When I can actually get the time off of work I'll shoot up to Wachusett or if I feel like gettin up early I'll head up to Killington or Okemo. Every winter I get together with like 40 people and we head up to Sugarloaf or Sunday River for 5 days. Usually rent out a row of condos right on the mountain (board on board off). What about you? Other than that its whenever and wherever I can get to.


----------



## killincatslive (Jan 11, 2011)

Yes Officer said:


> When I can actually get the time off of work I'll shoot up to Wachusett or if I feel like gettin up early I'll head up to Killington or Okemo. Every winter I get together with like 40 people and we head up to Sugarloaf or Sunday River for 5 days. Usually rent out a row of condos right on the mountain (board on board off). What about you? Other than that its whenever and wherever I can get to.

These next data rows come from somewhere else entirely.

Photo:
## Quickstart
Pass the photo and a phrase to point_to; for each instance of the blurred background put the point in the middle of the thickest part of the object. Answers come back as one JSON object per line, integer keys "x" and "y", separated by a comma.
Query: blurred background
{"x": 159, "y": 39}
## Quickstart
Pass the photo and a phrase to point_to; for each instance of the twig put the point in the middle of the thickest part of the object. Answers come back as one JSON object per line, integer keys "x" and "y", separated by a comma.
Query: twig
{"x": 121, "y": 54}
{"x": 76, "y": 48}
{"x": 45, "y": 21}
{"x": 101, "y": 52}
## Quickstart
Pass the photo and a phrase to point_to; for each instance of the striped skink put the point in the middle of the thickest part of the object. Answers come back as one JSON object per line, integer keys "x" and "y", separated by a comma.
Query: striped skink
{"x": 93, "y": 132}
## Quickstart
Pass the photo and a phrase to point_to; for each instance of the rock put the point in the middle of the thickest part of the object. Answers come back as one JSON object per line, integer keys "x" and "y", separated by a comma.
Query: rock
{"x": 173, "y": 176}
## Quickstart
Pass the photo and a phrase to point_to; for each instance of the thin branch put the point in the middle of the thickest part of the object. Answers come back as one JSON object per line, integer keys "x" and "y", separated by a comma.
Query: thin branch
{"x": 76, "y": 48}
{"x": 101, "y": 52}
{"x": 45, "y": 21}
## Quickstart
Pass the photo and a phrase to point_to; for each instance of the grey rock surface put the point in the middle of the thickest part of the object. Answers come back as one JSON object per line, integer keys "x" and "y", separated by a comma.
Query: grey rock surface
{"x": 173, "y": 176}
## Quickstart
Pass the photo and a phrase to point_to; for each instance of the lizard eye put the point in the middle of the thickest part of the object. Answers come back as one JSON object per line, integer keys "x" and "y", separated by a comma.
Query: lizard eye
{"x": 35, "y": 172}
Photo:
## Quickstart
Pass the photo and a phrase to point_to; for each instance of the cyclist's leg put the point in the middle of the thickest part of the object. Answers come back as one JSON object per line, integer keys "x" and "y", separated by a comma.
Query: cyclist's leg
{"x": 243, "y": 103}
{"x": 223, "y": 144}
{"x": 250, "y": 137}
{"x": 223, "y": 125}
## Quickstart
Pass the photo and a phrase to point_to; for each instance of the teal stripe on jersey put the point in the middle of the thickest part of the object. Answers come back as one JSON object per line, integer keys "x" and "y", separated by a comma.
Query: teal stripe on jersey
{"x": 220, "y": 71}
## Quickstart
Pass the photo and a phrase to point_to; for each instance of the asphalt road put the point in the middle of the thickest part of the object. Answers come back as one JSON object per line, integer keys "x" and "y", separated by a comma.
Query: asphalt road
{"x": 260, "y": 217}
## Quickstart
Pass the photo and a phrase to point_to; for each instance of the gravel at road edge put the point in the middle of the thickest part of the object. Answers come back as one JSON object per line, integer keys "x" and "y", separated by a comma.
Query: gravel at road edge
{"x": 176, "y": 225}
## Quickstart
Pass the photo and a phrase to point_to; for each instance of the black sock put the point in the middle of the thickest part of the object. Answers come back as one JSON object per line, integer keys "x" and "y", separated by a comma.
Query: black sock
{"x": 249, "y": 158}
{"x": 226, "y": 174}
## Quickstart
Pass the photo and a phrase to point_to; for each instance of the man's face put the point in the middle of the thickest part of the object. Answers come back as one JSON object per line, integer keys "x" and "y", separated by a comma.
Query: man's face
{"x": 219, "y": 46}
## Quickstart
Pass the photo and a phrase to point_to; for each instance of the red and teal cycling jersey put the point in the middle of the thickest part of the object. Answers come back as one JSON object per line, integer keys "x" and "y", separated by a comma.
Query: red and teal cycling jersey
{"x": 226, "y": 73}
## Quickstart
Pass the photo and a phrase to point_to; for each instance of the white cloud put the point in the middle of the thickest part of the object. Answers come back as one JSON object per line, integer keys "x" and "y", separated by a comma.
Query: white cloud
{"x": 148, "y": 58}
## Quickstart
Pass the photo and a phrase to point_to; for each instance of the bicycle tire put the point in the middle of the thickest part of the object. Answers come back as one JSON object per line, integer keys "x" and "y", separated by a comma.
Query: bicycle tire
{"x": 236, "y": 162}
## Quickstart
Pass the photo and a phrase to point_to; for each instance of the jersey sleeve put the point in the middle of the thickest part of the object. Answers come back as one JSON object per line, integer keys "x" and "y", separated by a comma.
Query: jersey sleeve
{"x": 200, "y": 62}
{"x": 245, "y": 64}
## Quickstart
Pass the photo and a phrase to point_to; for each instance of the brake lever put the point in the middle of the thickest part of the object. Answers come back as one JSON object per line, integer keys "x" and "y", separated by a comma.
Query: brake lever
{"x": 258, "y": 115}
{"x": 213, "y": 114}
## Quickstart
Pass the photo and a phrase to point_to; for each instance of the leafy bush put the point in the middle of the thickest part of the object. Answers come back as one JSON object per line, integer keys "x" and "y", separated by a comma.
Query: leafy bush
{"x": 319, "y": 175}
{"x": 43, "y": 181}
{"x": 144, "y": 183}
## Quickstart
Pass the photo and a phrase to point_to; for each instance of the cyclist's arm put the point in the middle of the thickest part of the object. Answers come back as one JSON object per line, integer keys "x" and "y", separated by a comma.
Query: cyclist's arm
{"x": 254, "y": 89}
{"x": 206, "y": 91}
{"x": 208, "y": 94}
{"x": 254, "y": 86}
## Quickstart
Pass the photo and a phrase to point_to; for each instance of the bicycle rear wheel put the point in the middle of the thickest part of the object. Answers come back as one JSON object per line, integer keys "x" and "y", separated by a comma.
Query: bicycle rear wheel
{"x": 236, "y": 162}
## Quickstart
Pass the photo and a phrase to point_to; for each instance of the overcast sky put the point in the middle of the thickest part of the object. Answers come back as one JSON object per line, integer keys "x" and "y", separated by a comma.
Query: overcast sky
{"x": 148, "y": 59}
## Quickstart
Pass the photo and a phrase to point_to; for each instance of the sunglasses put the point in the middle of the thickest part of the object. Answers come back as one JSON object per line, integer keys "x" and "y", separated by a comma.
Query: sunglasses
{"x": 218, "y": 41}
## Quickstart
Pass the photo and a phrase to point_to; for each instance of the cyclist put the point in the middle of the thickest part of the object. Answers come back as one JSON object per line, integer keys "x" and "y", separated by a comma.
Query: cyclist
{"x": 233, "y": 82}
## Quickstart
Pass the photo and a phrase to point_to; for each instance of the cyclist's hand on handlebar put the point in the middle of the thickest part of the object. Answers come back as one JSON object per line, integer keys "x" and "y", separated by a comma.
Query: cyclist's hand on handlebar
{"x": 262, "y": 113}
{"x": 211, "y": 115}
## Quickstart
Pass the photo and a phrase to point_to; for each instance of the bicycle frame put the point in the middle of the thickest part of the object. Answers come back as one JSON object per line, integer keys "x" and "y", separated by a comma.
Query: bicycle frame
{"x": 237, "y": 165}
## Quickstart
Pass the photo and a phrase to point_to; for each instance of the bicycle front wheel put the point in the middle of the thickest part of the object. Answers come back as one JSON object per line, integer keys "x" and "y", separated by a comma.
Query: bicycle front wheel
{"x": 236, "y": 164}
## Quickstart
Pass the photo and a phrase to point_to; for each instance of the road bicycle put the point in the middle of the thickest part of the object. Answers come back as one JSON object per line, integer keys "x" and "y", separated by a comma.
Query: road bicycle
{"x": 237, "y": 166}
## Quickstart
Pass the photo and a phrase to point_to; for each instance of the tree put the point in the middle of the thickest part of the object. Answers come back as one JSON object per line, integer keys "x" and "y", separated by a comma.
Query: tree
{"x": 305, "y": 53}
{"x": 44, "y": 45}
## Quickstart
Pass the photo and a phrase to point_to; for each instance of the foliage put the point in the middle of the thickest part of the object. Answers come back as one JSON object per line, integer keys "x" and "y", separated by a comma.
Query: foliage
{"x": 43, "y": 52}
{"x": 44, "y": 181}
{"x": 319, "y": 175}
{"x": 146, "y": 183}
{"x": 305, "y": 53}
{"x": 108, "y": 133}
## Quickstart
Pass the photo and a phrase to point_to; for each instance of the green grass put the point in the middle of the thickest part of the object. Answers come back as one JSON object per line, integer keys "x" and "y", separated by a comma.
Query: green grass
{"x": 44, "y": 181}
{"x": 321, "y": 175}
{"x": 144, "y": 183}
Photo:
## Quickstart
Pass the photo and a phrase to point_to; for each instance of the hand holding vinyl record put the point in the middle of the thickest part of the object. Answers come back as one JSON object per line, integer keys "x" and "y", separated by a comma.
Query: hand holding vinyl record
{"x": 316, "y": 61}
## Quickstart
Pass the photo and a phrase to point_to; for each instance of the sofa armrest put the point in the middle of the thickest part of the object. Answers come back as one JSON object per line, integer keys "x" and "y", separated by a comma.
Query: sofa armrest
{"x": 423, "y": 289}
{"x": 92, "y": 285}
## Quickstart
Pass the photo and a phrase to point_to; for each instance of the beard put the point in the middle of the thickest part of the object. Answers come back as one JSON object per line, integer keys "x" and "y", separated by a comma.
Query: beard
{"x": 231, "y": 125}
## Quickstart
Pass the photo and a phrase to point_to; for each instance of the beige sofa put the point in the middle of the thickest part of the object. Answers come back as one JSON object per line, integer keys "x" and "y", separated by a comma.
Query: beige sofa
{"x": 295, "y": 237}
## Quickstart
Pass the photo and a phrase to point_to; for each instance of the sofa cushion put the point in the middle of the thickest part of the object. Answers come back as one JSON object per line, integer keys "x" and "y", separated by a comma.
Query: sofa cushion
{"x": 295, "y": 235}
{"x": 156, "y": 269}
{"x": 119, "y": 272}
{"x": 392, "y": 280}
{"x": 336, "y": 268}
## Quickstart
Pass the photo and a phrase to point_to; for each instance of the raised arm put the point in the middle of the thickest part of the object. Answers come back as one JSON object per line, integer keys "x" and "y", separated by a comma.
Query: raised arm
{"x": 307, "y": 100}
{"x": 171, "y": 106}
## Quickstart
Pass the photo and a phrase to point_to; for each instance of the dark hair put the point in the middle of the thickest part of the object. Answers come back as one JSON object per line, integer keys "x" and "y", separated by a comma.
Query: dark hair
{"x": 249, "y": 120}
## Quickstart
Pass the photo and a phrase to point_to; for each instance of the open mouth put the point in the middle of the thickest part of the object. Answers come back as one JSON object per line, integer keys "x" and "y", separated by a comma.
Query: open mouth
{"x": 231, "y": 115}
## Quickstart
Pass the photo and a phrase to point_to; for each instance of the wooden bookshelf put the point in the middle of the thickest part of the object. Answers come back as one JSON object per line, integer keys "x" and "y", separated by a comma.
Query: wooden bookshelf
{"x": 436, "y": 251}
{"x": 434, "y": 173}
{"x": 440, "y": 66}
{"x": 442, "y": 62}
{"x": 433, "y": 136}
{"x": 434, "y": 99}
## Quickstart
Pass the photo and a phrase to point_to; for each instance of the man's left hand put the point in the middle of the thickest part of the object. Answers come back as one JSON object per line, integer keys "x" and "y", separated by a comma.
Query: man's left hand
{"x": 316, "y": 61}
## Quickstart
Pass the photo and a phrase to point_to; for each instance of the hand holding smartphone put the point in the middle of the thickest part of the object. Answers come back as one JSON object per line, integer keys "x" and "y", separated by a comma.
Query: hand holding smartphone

That sounds like a blast! I really wanna hit Killington and Okemo. I actually drove up to Okemo a couple weeks ago just to check it out. I drove to the top and it looks epic! I can't wait to go there when the snow falls. I actually just moved out here tho from MI, and I have only been here since May. I haven't gotten to ride obviously. But I'm really hoping to find some places to shred. You should PM me if your ever looking for someone else to head up to Vermont. I really want to make a trip there, just have to meet some others who share the interest.


----------



## Yes Officer (Sep 1, 2011)

Yah bro definitely will hit you up with a PM when I start going. Where in CT you from? Im from the Groton / Norwich area.


----------



## killincatslive (Jan 11, 2011)

Yes Officer said:


> Yah bro definitely will hit you up with a PM when I start going. Where in CT you from? Im from the Groton / Norwich area.


Hope you do! I definitely wanna make it up north and most likely I won't make that trip by myself too often. I'm in Middletown/Cromwell area. Definitely hit me up bro!


----------